This Pulumi program performs the following steps:

1. It declares the labels for the pods as a dictionary, which is used to associate the deployment with the HPA.
2. It creates a Kubernetes `Deployment`, which describes the desired state of the inference service. This includes the number of replicas, pod template (including container images and other settings).
3. It then creates a `HorizontalPodAutoscaler`, which targets the deployment created in step 2. The HPA is configured to maintain an average CPU utilization across all pods of 50%. It will scale the number of replicas between 1 and 10 based on that target.

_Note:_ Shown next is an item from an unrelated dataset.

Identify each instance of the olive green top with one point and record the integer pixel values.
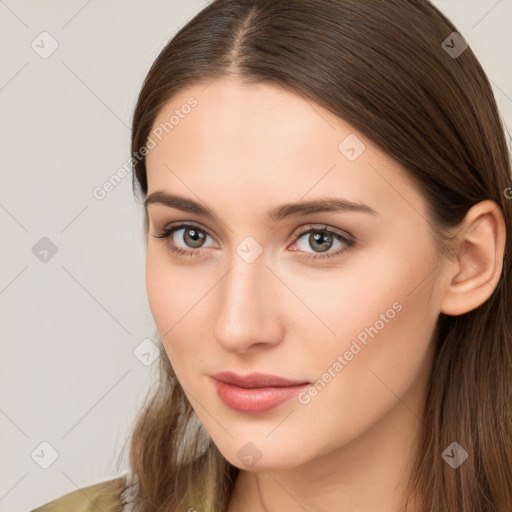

To deploy this on a Kubernetes cluster with the Pulumi CLI, ensure that you’ve got Pulumi installed and correctly configured to access your Kubernetes cluster. Also, ensure you have the Pulumi Python SDK installed. Save this code in a `__main__.py` file, and run `pulumi up` to deploy your changes. The deployment's name is exported at the end of the program, which can be helpful to query or update it outside of Pulumi.

To make this work, your Kubernetes cluster must have the Metrics Server deployed so that the HPA can retrieve metrics to make scaling decisions. If it's not already installed, you can install it using Pulumi or other methods, like Helm charts. The Horizontal Pod Autoscaler will adjust the number of pod replicas based on the CPU usage observed by the Metrics Server.